La imagen de Corea del Norte suele estar marcada por el hermetismo, el control extremo y la desconfianza hacia el exterior. Sin embargo, un evento deportivo reciente dio pie a una experiencia inesperada para uno de sus participantes. El maratón de Pyongyang se convirtió en mucho más que una carrera para el atleta rumano Stefan Gavril: fue una ventana a un país que, en muchos aspectos, desafió sus propias expectativas.

Una maratón, un país desconocido
Desde que el régimen norcoreano flexibilizó algunas de sus restricciones tras la pandemia, ciertos eventos internacionales han vuelto a celebrarse con asistencia extranjera. Uno de ellos fue la maratón de Pyongyang, donde se congregaron unos 200 corredores de distintos países, entre ellos el rumano Stefan Gavril, quien finalizó en la posición número 11 con un tiempo de 2 horas, 19 minutos y 50 segundos.
Más allá del resultado deportivo, lo que marcó su visita fue el choque entre la imagen previa que tenía del país y lo que encontró en su breve pero reveladora estadía. Gavril, con experiencia en clubes de atletismo tanto en Rumanía como en Francia, esperaba encontrarse con un ambiente hostil y completamente cerrado al mundo. Pero las impresiones iniciales fueron otras: calles con coches de marcas occidentales, atletas vestidos con indumentaria Adidas, e instalaciones deportivas que calificó como “muy buenas”.
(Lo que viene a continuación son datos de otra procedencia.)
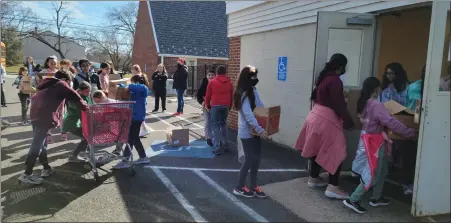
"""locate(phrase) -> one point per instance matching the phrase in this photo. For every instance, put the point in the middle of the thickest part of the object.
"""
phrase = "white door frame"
(431, 192)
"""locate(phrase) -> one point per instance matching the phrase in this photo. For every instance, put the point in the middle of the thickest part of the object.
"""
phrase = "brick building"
(168, 30)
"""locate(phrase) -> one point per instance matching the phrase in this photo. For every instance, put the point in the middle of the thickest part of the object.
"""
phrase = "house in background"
(195, 31)
(39, 51)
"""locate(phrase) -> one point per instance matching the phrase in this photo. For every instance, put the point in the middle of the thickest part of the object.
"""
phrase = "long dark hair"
(400, 82)
(244, 85)
(336, 61)
(369, 85)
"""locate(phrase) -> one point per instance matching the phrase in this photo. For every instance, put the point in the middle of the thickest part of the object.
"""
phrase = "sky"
(83, 12)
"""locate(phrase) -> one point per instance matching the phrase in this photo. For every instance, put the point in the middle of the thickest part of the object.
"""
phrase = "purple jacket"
(375, 117)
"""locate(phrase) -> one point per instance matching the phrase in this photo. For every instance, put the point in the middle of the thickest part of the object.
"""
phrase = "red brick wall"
(144, 47)
(233, 71)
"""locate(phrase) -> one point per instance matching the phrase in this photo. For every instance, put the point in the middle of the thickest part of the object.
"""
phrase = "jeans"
(134, 140)
(25, 103)
(180, 102)
(316, 168)
(378, 181)
(252, 153)
(37, 149)
(160, 95)
(207, 118)
(3, 101)
(83, 143)
(219, 125)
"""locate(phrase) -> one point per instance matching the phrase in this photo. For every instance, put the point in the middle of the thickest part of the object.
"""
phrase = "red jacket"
(49, 97)
(219, 92)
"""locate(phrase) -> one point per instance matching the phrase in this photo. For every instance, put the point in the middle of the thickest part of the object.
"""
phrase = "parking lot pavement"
(183, 184)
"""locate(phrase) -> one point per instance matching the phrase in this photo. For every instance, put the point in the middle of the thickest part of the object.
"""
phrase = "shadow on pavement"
(21, 202)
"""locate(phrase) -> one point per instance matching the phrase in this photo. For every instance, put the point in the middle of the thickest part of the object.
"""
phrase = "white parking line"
(179, 196)
(221, 170)
(232, 198)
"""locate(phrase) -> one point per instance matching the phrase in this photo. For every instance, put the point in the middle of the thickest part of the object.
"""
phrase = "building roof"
(196, 28)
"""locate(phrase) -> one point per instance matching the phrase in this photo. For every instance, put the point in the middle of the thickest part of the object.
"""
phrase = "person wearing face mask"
(245, 100)
(51, 93)
(86, 75)
(322, 139)
(180, 84)
(159, 79)
(394, 84)
(200, 98)
(218, 100)
(375, 119)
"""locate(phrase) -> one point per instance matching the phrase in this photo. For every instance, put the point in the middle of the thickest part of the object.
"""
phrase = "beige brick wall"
(262, 50)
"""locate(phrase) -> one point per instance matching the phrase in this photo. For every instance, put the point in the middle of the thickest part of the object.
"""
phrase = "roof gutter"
(194, 57)
(153, 28)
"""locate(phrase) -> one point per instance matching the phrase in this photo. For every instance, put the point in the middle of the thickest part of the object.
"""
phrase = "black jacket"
(202, 91)
(180, 78)
(159, 82)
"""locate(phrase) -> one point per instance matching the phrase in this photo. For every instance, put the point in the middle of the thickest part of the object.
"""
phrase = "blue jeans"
(219, 126)
(37, 148)
(180, 102)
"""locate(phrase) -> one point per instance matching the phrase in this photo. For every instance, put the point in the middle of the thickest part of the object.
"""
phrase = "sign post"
(282, 69)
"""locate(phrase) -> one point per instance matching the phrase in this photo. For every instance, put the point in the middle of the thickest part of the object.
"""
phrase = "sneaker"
(47, 172)
(355, 206)
(317, 182)
(336, 192)
(259, 193)
(49, 140)
(408, 189)
(144, 160)
(64, 136)
(379, 202)
(76, 159)
(30, 179)
(124, 164)
(243, 191)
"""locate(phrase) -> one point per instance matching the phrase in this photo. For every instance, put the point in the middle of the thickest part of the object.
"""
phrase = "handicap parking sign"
(282, 69)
Una vigilancia palpable, pero sin agresión
A pesar del asombro positivo, Gavril no dejó de notar la estricta vigilancia que persiste en la vida cotidiana norcoreana. Especialmente, según cuenta, hacia aquellos que intentaban filmar o sacar fotos más allá de lo permitido. “Había gente con cámaras que eran observadas constantemente. Pero si no hacías nada llamativo, te dejaban en paz”, relató.
Esta lógica del control se manifestaba incluso en lo aparentemente arbitrario: había lugares donde se podía grabar libremente —como estatuas de líderes— y otros donde una simple pintura no podía ser fotografiada sin recibir advertencias.

Una experiencia que invita a volver
Durante los cinco días que duró su estancia, también hubo espacio para las sorpresas culinarias. Gavril se sintió cómodo con los platos locales: “Patatas, huevos, pollo… nada exótico, muy similar a la comida rumana”. Esa cercanía inesperada, sumada a la amabilidad de los anfitriones y la atmósfera más relajada de lo que imaginaba, lo llevaron a replantearse muchas cosas.
“Me pareció un país que vale la pena visitar. Volvería el año que viene, aunque me gustaría enterarme con tiempo para poder entrenar mejor”, dijo al final. Su experiencia no solo desafía prejuicios, sino que abre la puerta a ver más allá de los titulares.